[Tarantool-patches] [PATCH v2 09/11] raft: introduce state machine
Serge Petrenko
sergepetrenko at tarantool.org
Wed Sep 23 12:59:07 MSK 2020
23.09.2020 01:48, Vladislav Shpilevoy пишет:
> Consider a new pack of fixes on top of the branch.
>
> ====================
> [tosquash] raft: lots of amendments
>
> * Raft request can't be sent during final join, so its skipping is
> removed from there;
>
> * Raft state broadcast became asynchronous (done in the worker
> fiber). The motivation here is to be able to collect multiple
> updates in one event loop iteration and send them in one batch.

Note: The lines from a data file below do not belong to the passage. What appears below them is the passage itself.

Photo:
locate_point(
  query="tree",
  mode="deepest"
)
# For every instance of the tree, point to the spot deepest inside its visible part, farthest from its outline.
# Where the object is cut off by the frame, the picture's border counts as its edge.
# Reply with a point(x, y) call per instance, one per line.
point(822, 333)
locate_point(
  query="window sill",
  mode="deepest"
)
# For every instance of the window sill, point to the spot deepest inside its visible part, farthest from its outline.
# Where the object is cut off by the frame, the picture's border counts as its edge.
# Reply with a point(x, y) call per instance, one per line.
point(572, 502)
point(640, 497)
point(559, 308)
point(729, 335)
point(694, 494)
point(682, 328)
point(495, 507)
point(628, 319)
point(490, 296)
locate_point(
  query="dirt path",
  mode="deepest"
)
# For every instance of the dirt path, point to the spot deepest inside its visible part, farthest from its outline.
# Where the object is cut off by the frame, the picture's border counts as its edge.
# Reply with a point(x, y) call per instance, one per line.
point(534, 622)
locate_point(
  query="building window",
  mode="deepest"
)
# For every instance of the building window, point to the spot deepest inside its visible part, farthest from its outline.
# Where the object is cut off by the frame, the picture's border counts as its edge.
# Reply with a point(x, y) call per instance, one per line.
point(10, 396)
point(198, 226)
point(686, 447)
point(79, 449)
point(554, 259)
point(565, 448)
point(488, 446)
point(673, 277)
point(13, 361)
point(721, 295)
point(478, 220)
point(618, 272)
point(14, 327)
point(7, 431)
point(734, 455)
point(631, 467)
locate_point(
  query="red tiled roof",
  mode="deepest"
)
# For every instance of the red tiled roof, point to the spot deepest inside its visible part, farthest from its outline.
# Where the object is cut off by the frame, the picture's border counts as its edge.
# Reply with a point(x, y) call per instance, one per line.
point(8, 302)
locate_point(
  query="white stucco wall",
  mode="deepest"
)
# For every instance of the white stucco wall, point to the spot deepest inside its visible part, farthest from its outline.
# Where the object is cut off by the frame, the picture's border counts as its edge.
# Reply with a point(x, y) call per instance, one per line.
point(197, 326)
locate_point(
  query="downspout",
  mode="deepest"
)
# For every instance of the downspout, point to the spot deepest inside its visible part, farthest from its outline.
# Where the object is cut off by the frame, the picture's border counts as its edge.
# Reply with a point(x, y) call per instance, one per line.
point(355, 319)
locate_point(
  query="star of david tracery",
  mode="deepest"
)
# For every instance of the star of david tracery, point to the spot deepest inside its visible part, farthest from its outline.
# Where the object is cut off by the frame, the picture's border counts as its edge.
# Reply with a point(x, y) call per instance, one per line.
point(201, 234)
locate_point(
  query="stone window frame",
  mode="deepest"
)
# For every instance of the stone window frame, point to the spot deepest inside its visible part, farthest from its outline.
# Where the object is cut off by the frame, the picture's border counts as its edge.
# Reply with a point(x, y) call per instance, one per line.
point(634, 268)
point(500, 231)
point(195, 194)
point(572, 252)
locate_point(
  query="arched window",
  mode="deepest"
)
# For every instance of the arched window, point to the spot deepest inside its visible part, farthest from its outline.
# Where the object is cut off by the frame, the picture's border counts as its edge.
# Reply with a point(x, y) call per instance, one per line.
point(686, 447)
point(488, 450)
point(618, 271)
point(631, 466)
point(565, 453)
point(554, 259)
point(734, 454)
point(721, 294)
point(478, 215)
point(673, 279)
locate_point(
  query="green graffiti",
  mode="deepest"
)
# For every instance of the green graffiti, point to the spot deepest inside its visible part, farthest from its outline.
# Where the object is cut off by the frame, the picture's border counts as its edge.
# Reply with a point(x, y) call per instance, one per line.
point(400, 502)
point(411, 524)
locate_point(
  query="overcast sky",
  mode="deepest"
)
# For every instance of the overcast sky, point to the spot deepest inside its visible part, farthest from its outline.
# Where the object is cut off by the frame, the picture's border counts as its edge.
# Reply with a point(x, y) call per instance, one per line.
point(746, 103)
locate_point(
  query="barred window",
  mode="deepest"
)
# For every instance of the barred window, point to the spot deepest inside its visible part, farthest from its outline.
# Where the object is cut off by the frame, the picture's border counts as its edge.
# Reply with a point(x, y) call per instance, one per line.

> Not caring if broadcast is expensive to call multiple times in
> one function or not.
>
> * Raft messages now contain complete state of the sender: its
> role, term, vote (if not 0), vclock (if candidate). That allows
> to simplify a lot of code sacrificing saving a couple of bytes
> in the network.
>
> * raft_process_msg() does protocol validation.
>
> * Log messages about vote request being skipped are reworded and
> reordered. So as to make them less scary when their skip is
> totally fine. Also the comments about skips are removed, since
> they just duplicated the log messages.
>
> * Fixed a bug when leader could disable Raft, but it still was
> considered a leader by the other nodes. Now they see it and
> start a new election.
>
> diff --git a/src/box/applier.cc b/src/box/applier.cc
> index 10186ab91..7686d6cbc 100644
> --- a/src/box/applier.cc
> +++ b/src/box/applier.cc
> @@ -301,8 +301,6 @@ apply_final_join_row(struct xrow_header *row)
> */
> if (iproto_type_is_synchro_request(row->type))
> return 0;
> - if (iproto_type_is_raft_request(row->type))
> - return 0;
> struct txn *txn = txn_begin();
> if (txn == NULL)
> return -1;
> @@ -895,8 +893,7 @@ applier_handle_raft(struct applier *applier, struct xrow_header *row)
> struct vclock candidate_clock;
> if (xrow_decode_raft(row, &req, &candidate_clock) != 0)
> return -1;
> - raft_process_msg(&req, applier->instance_id);
> - return 0;
> + return raft_process_msg(&req, applier->instance_id);
> }
>
> /**
> diff --git a/src/box/raft.c b/src/box/raft.c
> index f712887a1..ce90ed533 100644
> --- a/src/box/raft.c
> +++ b/src/box/raft.c
> @@ -61,6 +61,7 @@ struct raft raft = {
> .is_candidate = false,
> .is_cfg_candidate = false,
> .is_write_in_progress = false,
> + .is_broadcast_scheduled = false,
> .term = 1,
> .vote = 0,
> .vote_mask = 0,
> @@ -177,16 +178,9 @@ raft_election_quorum(void)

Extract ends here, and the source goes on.